Mercosur : Après 25 ans de négociations, l’accord UE-Mercosur est vu comme une victoire allemande (exportations automobiles et industrielles protégées) et une défaite française (agriculture menacée par importations massives de viande bovine, poulet, etc.,
Actifs russes gelés et aide Ukraine : En fin 2025, le chancelier Friedrich Merz (successeur de Scholz) pousse pour utiliser ~210 milliards € d’actifs russes gelés pour financer l’Ukraine. Inversement, certains y voient la France « cocufiée » car Berlin négocie en solo avec Washington/Moscou, marginalisant Paris
Défense et industrie : Projets communs comme le SCAF (avion futur) ou MGCS (char) traînent ou déraillent, avec Berlin préférant parfois du matériel US (F-35 pour porter des armes nucléaires américaines). L’Allemagne est accusée de vouloir affaiblir l’industrie française de défense pour dominer l’export (ex. : ouverture marchés US via achats Boeing/Lockheed).
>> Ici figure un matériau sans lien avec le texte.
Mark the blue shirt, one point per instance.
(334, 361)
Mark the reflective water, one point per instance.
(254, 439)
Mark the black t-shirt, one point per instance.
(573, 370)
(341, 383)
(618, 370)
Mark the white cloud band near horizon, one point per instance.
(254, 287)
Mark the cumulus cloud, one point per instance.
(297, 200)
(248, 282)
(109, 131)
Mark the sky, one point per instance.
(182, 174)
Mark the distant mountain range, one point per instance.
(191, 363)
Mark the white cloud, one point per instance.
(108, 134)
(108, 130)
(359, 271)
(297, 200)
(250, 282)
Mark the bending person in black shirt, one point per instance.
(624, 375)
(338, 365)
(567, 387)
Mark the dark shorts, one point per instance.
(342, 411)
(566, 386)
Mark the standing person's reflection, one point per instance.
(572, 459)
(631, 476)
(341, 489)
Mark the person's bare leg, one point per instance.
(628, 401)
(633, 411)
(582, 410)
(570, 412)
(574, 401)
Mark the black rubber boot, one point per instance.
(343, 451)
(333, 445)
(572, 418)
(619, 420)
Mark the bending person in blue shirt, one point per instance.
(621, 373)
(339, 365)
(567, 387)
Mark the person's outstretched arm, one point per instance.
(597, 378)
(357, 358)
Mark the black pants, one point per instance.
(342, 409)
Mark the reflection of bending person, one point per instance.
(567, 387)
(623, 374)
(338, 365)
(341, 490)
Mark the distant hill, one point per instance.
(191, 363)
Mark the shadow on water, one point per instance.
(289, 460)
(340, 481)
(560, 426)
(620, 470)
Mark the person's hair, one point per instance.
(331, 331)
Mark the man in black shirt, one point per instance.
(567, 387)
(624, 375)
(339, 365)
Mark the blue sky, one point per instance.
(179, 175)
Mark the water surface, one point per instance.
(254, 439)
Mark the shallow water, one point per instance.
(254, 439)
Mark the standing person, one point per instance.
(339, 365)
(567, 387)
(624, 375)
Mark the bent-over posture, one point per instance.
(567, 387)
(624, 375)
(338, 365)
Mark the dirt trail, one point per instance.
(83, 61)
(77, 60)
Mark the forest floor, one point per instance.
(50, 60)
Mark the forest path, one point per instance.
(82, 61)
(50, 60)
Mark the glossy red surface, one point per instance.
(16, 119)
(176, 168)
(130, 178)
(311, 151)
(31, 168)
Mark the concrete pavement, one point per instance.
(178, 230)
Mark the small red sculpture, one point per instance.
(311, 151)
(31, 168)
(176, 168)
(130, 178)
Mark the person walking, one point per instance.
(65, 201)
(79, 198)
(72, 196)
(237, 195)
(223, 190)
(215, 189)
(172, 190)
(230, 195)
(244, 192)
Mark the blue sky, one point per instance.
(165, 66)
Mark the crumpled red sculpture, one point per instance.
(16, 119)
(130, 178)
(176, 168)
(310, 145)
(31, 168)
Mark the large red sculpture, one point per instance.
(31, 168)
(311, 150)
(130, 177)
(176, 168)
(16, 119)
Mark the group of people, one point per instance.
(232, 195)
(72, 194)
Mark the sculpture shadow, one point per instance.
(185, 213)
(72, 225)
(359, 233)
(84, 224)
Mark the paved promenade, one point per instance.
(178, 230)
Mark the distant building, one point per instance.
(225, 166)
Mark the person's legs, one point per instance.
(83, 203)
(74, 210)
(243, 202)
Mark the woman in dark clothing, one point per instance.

Énergie et économie : L’Allemagne a poussé l’UE vers des normes anti-nucléaire/diesel, contribuant à affaiblir EDF et l’industrie française, tout en protégeant ses propres intérêts (sortie du marché électricité commun pour subventionner ses industriels).
Le soja brésilien génétiquement modifié arrive en France avec des taux de pesticides 30 fois supérieurs aux normes européennes, malgré l’interdiction. Les accords Mercosur privilégient des intérêts commerciaux au détriment de notre agriculture et de notre santé.
Geoffroy Lejeune :« Lorsque les Allemands s’adresseront directement à Donald Trump pour vendre leur industrie, ils se calmeront, rapidement, vis-à-vis du Groenland et n’en auront, strictement, rien à faire du sort des Français. […] Si Emmanuel Macron avait vraiment voulu s’opposer au Mercosur, il aurait fait autrement !»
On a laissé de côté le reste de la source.